3. Mengurangi Independensi Kejaksaan
Norma ini menjadikan penyidikan bersifat police-led investigation, bukan prosecution-led investigation.
Akibatnya:
- arah penyidikan tidak lagi dikendalikan jaksa,
- kualitas BAP tidak mencerminkan kebutuhan pembuktian,
- jaksa hanya “menerima” hasil kerja penyidik utama, bukan mengarahkan.
Padahal menurut asas dominus litis, penuntut publik harus mengendalikan penyidikan.
4. Memunculkan Konflik Kepentingan Polri–Kejaksaan
Karena Polri menjadi pintu satu-satunya:
- Polri berpotensi menyaring perkara sebelum sampai ke Kejaksaan,
- menunda berkas,
- atau memperlambat pemenuhan petunjuk jaksa.
Kejaksaan pada akhirnya bergantung pada Polri, bukan menjadi lembaga yang berdiri sendiri.
5. Menghambat Manajemen Perkara oleh Jaksa
Kejaksaan bertanggung jawab:
- memastikan batas waktu penyidikan,
- mencegah pelanggaran HAM tersangka,
- memastikan efektivitas pengumpulan alat bukti.
Jika semua penyidikan PPNS harus melalui Polri:
➡ Kejaksaan tidak bisa mengendalikan tahapan penyidikan,
➡ tidak bisa mempercepat pelengkapan berkas,
➡ tidak bisa memastikan integritas BAP sektor khusus,
➡ tidak bisa memastikan barang bukti aman.
6. Potensi Pelanggaran UUD 1945 oleh Norma “Penyidik Utama”
a. Pasal 24 (Kekuasaan Kehakiman yang Merdeka)
Kejaksaan sebagai bagian dari sistem peradilan tidak boleh tunduk pada lembaga lain.
Jika Polri memonopoli penyidikan, Kejaksaan kehilangan kemandirian struktural.

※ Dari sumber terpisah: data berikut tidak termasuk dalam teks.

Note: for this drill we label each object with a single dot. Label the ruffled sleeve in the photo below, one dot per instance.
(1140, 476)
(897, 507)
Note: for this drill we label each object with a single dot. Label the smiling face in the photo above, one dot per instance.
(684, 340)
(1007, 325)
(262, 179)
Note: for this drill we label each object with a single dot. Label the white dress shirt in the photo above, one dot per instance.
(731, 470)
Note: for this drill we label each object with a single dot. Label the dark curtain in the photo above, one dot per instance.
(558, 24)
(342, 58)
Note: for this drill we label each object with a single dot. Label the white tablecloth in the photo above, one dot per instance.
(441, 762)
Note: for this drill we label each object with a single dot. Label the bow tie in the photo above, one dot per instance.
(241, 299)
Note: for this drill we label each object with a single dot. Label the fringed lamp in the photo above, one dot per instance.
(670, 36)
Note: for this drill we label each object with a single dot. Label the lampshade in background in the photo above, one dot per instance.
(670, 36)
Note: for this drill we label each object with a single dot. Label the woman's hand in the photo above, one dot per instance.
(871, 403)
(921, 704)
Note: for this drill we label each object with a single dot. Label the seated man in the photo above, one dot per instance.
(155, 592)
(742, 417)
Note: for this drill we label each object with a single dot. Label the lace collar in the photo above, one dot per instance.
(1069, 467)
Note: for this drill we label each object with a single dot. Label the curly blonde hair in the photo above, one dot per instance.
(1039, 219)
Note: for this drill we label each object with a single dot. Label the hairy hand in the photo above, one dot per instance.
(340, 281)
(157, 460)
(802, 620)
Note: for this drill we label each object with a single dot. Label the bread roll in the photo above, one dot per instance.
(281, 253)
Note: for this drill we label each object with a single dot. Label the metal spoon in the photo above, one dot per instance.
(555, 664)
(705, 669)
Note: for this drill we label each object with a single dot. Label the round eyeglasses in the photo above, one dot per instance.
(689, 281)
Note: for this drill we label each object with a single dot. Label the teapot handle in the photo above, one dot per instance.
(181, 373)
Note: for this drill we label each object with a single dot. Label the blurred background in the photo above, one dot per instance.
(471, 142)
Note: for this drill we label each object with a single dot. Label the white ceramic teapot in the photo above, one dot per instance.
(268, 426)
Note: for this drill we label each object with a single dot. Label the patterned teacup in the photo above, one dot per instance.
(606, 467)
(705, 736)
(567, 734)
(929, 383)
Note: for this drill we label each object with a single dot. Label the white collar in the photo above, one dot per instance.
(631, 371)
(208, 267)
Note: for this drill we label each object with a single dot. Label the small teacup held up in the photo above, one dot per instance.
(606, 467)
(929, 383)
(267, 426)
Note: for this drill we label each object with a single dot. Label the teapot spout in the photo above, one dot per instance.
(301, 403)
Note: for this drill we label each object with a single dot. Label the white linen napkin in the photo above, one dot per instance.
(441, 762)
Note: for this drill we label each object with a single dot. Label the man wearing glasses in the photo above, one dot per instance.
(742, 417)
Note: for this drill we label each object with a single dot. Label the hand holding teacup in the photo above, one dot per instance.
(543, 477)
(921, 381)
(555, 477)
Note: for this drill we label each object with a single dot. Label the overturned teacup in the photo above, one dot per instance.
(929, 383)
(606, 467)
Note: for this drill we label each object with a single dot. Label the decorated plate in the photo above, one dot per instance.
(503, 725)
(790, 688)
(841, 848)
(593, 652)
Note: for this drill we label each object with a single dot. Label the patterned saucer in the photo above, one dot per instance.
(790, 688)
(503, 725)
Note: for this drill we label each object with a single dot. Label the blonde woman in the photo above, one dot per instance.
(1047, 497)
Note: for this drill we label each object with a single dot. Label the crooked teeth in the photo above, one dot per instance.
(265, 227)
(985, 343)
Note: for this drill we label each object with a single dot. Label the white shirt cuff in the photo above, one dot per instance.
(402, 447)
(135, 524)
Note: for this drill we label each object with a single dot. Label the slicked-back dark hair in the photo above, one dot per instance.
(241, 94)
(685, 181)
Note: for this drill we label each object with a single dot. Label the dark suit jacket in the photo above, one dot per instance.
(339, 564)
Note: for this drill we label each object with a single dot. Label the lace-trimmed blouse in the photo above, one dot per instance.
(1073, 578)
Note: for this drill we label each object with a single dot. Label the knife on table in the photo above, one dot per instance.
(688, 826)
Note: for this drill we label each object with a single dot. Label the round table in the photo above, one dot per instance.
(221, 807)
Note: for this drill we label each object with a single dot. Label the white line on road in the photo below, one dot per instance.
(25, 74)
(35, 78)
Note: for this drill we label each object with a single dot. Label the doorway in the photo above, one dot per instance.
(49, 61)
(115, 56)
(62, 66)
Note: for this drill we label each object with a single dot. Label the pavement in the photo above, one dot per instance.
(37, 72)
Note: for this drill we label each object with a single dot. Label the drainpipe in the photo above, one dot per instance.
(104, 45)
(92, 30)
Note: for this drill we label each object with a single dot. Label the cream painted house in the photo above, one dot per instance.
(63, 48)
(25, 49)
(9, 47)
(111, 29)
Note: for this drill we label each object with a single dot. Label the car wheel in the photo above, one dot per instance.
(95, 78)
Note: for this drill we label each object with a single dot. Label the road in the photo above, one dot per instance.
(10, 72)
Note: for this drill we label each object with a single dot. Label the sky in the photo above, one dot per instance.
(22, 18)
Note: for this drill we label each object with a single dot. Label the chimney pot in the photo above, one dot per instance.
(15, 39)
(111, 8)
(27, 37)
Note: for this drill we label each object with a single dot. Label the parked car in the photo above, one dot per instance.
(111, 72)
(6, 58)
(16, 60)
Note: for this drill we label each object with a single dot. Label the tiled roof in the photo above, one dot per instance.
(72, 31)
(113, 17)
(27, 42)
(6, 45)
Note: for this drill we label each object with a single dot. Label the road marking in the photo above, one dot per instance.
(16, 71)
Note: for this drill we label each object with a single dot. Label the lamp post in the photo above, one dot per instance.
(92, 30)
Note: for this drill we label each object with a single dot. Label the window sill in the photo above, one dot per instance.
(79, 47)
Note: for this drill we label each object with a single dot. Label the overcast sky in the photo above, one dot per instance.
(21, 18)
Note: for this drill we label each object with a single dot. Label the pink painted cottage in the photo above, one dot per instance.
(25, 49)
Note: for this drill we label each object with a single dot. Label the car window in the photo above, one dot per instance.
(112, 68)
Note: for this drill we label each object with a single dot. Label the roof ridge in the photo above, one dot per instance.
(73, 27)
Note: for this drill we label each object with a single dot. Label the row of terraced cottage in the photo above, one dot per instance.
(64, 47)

b. Pasal 30 ayat (1) – fungsi penuntutan
Kejaksaan adalah:
➡ pemegang tunggal kekuasaan penuntutan,
➡ pengendali perkara (dominus litis).
Jika berkas perkara harus melalui Polri terlebih dahulu, maka ini adalah:
intervensi terhadap domain konstitusional Kejaksaan.
VI. Akibat Praktis dalam Perkara Nyata
1. Illegal Fishing — PSDKP
Sebelum:
PPNS PSDKP → Jaksa
Dalam RKUHAP:
PPNS PSDKP → Polri → Jaksa → Polri → PPNS → Polri → Jaksa
Hasilnya:
- lambat,
- barang bukti mudah rusak,
- tersangka bisa kabur,
- timbul konflik kewenangan di laut.
2. Bea Cukai, Imigrasi, Karantina
Saat ini cepat karena langsung ke Jaksa.
Dalam RKUHAP menjadi:
➡ masuk Polri dulu → jenuh → kasus mandek.
VII. Kesimpulan Umum.
Norma “Polri penyidik utama” secara struktural, konstitusional, dan operasional bermasalah.
- Norma ini menciptakan monopoli penyidikan, yang bertentangan dengan sistem modern multi-investigator.
- PPNS kehilangan efektivitas dan kemandirian sektoral.
- Yang paling terkena dampak adalah kejaksaan, karena:
- kehilangan akses langsung,
- pra-penuntutan lumpuh,
- dominus litis terganggu,
- penuntutan menjadi lemah dan bergantung pada Polri.
- Norma ini rawan gugatan uji materi ke MK.
- Norma ini berpotensi memperburuk penegakan hukum dan menghambat due process of law.